VM trouble, both 2.4 and 2.5

linux-mm.kvack.org archive mirror
 help / color / mirror / Atom feed

* VM trouble, both 2.4 and 2.5
@ 2002-11-15 22:21 Rene Herman
  2002-11-15 22:44 ` Andrew Morton
  0 siblings, 1 reply; 5+ messages in thread
From: Rene Herman @ 2002-11-15 22:21 UTC (permalink / raw)
  To: linux-mm; +Cc: Andrew Morton, Con Kolivas

Hi Andrew, all ...

All of 2.4.19, 2.4.19-rmap14b, 2.5.47 and 2.5.47-mm3 would appear to have a 
problem reclaiming memory. On all of these kernels a "dd" with a large 
blocksize "misplaces memory" here:

rene@7ixe4:~$ cat /proc/sys/vm/overcommit_memory
0

rene@7ixe4:~$ cat /proc/meminfo
MemTotal:       776156 kB
MemFree:        667416 kB
MemShared:           0 kB
Buffers:          7088 kB
Cached:          61564 kB
SwapCached:          0 kB
Active:          41652 kB
Inactive:        46584 kB
HighTotal:           0 kB
HighFree:            0 kB
LowTotal:       776156 kB
LowFree:        667416 kB
SwapTotal:           0 kB
SwapFree:            0 kB
Dirty:             104 kB
Writeback:           0 kB
Mapped:          34224 kB
Slab:             6068 kB
Committed_AS:    34864 kB
PageTables:        668 kB
ReverseMaps:     31359

rene@7ixe4:~$ dd if=/dev/zero of=/tmp/zero bs=512M count=1
1+0 records in
1+0 records out

rene@7ixe4:~$ dd if=/dev/zero of=/tmp/zero bs=512M count=1
dd: memory exhausted

rene@7ixe4:~$ cat /proc/meminfo
MemTotal:       776156 kB
MemFree:        412112 kB
MemShared:           0 kB
Buffers:          7668 kB
Cached:          61564 kB
SwapCached:          0 kB
Active:          42168 kB
Inactive:       296572 kB
HighTotal:           0 kB
HighFree:            0 kB
LowTotal:       776156 kB
LowFree:        412112 kB
SwapTotal:           0 kB
SwapFree:            0 kB
Dirty:             440 kB
Writeback:           0 kB
Mapped:          34228 kB
Slab:            10932 kB
Committed_AS:    34868 kB
PageTables:        668 kB
ReverseMaps:     31360

The first dd above ate some 250M (that number varies wildly, I have also seen 
it eat 400M and more, and sometimes significantly less, making the second dd 
still succeed but in that case the third or fourth dies) that /proc/meminfo 
only accounts under Inactive and then the second "dd" fails to allocate its 
buffer (bs=512M large) and exits with "memory exhausted". You can continue 
this process, choosing a smaller bs= each time (< MemFree), until allmost all 
memory is under "Inactive" and every non-tiny allocation fails.

Note: the above is without any swap enabled to show the problem more clearly, 
but it also happens with swap.

The real fun bit is that you can now get your memory back (putting it back in 
"Cached" where I guess it should have been in the first place?) by doing 
something like "ls -lR /". Upon hearing that, Rik van Riel noted that that 
probably meant that setting overcommit_memory=1 would be a work around for 
the problem and indeed it is.
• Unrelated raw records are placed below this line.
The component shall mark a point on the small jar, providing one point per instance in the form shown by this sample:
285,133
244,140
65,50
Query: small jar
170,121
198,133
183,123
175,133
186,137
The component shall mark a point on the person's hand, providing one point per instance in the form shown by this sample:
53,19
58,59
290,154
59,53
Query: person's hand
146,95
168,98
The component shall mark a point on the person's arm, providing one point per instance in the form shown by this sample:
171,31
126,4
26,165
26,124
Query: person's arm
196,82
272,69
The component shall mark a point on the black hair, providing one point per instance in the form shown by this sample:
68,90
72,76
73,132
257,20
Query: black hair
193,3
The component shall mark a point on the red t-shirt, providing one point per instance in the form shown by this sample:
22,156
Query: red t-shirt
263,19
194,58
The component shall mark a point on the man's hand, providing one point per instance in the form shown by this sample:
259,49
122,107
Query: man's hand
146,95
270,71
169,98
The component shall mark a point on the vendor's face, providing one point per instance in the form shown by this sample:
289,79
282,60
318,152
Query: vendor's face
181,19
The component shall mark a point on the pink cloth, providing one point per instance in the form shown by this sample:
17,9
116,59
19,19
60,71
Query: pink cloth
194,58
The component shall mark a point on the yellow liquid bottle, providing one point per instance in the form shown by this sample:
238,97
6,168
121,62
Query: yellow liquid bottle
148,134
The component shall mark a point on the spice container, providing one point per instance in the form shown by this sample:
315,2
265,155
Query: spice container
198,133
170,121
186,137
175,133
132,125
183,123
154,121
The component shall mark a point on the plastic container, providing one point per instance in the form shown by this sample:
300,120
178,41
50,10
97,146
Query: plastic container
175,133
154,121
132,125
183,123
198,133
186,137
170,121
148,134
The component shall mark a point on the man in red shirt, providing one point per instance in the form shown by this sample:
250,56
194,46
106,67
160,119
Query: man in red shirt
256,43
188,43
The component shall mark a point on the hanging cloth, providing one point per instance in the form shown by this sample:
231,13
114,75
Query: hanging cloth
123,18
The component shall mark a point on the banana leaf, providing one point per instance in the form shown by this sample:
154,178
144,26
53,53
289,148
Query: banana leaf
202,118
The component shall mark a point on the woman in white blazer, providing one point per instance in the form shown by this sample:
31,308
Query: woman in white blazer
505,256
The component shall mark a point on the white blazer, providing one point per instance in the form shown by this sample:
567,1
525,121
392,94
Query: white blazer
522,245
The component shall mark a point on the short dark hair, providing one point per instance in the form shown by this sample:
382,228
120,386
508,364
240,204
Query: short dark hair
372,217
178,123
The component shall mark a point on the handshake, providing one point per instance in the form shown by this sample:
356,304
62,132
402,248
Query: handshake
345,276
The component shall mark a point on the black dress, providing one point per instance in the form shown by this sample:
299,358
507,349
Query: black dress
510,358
If you after having "run out" of memory in this 
way set overcommit_memory=1 and repeat the "dd"s, now giving a bs= that's 
slightly *larger* than MemFree each time, you can move everything back from 
Inactive to Cached in the same way as with the "ls -lR /".

dd allocates a buffer with size bs= (ie, large) to read/write from. Without 
overcommit, the system fails the allocation because it believes not enough 
memory is available (everything is under "Inactive"). With overcommit 
enabled, I assume the buffer is faulted in one or a few pages at a time. The 
"ls -lR" probably does many small allocations so it seems that those small 
allocations are what fix things up again.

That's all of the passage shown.